Am 1. April 1945 lösten alliierte Truppen das "Arbeitserziehungslager" auf. Fünf Jahre später wurde auf dem Areal schon wieder Getreide angebaut. In der Nähe grasten friedlich die Kühe. Etwa 58 Jahre später, am 11. März 2003, hat die Stadt Petershagen das Grundstück in die Denkmalliste eingetragen. Zur Begründung hieß es, das Areal sei ein "Bodendenkmal", an deren Erhaltung ein öffentliches Interesse bestehe, weil "Spuren der Unmenschlichkeit und Terrorherrschaft des Nationalsozialismus" noch unter der Erde vorhanden seien.

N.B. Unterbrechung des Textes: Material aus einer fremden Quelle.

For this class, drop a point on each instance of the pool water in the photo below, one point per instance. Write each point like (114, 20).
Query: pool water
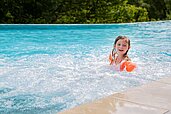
(45, 69)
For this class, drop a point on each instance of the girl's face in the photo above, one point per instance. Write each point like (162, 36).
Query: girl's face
(121, 46)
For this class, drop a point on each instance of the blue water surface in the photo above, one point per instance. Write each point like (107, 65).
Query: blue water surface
(45, 69)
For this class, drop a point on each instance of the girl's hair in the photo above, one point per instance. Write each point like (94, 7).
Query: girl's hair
(127, 40)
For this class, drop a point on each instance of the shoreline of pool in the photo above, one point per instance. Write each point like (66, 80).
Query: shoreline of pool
(151, 98)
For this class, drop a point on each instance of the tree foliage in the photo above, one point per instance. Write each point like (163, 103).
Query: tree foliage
(83, 11)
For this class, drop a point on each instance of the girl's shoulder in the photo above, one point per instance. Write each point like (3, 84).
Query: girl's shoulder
(127, 59)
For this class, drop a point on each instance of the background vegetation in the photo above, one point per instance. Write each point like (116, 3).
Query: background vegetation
(83, 11)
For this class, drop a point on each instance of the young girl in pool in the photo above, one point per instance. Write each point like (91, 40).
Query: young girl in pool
(118, 57)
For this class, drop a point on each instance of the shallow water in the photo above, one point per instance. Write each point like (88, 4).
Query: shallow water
(50, 68)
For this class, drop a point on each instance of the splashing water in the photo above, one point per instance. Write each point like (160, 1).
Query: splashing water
(49, 68)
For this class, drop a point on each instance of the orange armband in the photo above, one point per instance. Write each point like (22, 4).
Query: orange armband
(130, 66)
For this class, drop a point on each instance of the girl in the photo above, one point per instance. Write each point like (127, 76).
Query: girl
(118, 57)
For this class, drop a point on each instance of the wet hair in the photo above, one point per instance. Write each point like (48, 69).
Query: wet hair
(127, 41)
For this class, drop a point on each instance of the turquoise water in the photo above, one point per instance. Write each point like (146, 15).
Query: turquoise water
(45, 69)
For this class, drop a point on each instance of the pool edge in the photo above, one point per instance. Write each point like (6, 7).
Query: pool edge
(151, 98)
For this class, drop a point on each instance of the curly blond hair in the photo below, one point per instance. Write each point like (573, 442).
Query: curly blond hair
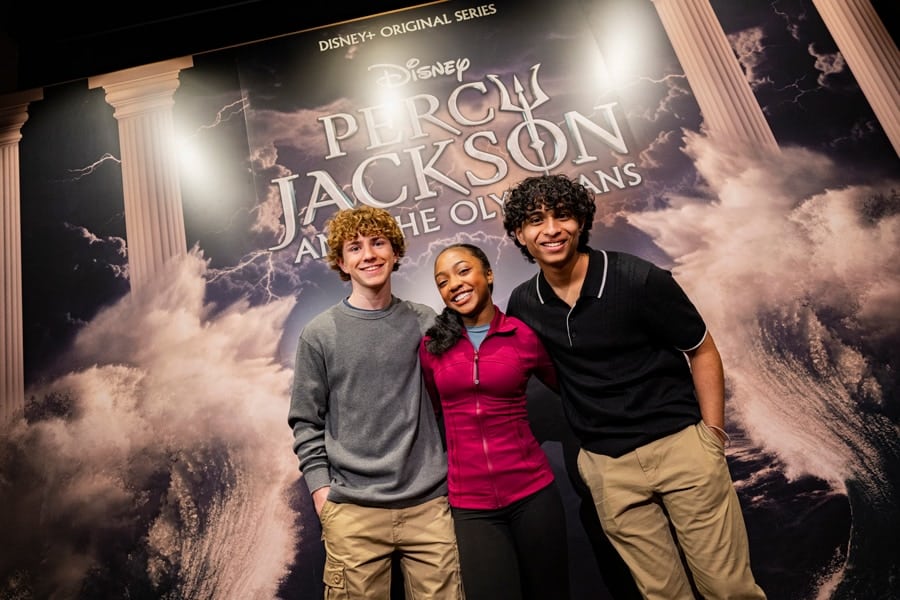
(364, 220)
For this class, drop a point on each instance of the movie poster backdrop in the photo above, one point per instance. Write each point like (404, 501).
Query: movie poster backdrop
(155, 459)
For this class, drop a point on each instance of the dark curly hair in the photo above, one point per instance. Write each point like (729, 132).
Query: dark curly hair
(364, 220)
(448, 326)
(553, 192)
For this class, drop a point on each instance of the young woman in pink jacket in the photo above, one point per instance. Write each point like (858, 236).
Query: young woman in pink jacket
(507, 511)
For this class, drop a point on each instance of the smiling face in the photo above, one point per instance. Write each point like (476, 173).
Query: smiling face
(368, 261)
(550, 236)
(464, 282)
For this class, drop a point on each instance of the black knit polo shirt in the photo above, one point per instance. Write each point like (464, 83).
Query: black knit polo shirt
(625, 380)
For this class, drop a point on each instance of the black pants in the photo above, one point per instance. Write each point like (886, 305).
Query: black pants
(519, 552)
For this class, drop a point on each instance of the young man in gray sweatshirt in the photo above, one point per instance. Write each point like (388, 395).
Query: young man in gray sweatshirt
(364, 428)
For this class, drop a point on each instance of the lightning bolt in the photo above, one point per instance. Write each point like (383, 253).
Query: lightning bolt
(85, 171)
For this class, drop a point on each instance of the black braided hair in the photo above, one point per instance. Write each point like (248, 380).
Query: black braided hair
(448, 326)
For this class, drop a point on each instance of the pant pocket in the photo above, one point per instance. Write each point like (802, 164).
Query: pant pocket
(335, 584)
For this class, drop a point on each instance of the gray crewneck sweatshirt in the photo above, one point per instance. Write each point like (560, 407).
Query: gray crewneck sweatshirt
(362, 420)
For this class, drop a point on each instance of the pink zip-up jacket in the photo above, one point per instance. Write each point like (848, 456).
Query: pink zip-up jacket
(493, 457)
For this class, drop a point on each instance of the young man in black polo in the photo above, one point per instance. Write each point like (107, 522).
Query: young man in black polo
(642, 386)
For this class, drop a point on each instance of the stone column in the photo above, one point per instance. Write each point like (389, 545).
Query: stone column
(13, 114)
(729, 109)
(872, 55)
(154, 220)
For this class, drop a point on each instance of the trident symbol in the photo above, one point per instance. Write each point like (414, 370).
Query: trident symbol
(524, 107)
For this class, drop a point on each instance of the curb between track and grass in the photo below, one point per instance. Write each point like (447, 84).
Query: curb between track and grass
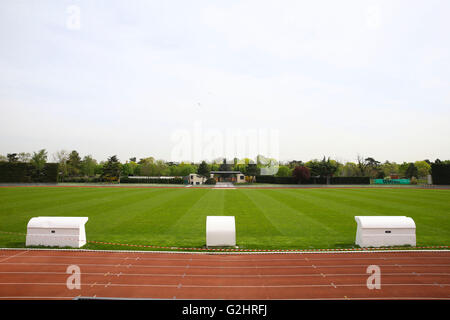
(172, 249)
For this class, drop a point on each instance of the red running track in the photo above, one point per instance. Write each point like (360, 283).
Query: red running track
(41, 274)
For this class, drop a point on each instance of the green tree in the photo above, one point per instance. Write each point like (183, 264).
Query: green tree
(88, 166)
(61, 158)
(252, 171)
(350, 169)
(24, 157)
(423, 168)
(39, 159)
(284, 171)
(389, 168)
(411, 171)
(112, 169)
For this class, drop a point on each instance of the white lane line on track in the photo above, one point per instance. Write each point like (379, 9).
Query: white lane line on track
(240, 260)
(224, 286)
(13, 256)
(34, 298)
(224, 267)
(184, 275)
(249, 253)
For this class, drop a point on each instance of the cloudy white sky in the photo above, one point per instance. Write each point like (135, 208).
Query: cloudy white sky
(143, 78)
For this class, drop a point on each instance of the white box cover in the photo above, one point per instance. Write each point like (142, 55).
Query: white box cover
(382, 231)
(220, 231)
(56, 231)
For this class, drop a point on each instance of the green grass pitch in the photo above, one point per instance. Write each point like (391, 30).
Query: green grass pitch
(265, 219)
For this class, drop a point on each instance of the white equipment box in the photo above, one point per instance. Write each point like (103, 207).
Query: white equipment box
(56, 232)
(220, 231)
(382, 231)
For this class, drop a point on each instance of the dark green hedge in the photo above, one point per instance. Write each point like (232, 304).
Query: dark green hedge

Wie diese Zeitung aus Kreisen der Denkmalpflege erfuhr, waren die Eigentümer des Grundstückes mit dieser Eintragung, die zwar keiner Enteignung gleichkommt, aber bestimmte Nutzungseinschränkungen zur Folge hat, nicht einverstanden. Die Eigentümer zogen vor das Mindener Verwaltungsgericht. Dort wurde ihre Klage allerdings abgewiesen.

Das Gericht kam zu der Überzeugung, dass sich Überreste des Arbeitslagers, wie beispielsweise Fundamente, Abfallgruben und Latrinen in tieferen Bodenschichten des Grundstücks befinden.

Endgültige Gewissheit könne zwar nur eine Ausgrabung erbringen, doch eine solche würde das "verborgene Denkmal zerstören", heißt es im Urteil. Eine wissenschaftliche Beweisführung sei indes auch durch Luftbilder und Analogieschlüsse möglich. Die unterirdischen Reste des Lagers hätten Denkmalcharakter, weil sie "bedeutend für die Geschichte des Menschen" seien.

"Die Errichtung von Konzentrationslagern durch das nationalsozialistische Unrechtsregime ist ein - wenn auch dunkler - Teil der deutschen Geschichte, mit dem sich auch spätere Generationen auseinander setzen müssen und der durch die Beseitigung von Zeugnissen aus dieser Zeit nicht verdrängt werden darf", heißt es im Urteil.

Im Zuständigkeitsbereich des Westfälischen Amtes für Denkmalpflege (Münster) gebe es "mindestens fünf weitere Orte", an denen die Überreste nationalsozialistischer Lager lediglich noch im Erdboden vorhanden seien, sagt Markus Fischer, Sprecher des Landschaftsverbandes Westfalen-Lippe.

Die Orte seien Wewelsburg, Stukenbrock, Balve, Witten und Porta-Westfalica-Hausberge. Nur die beiden Letztgenannten seien bislang als Bodendenkmal eingetragen, sagte Fischer.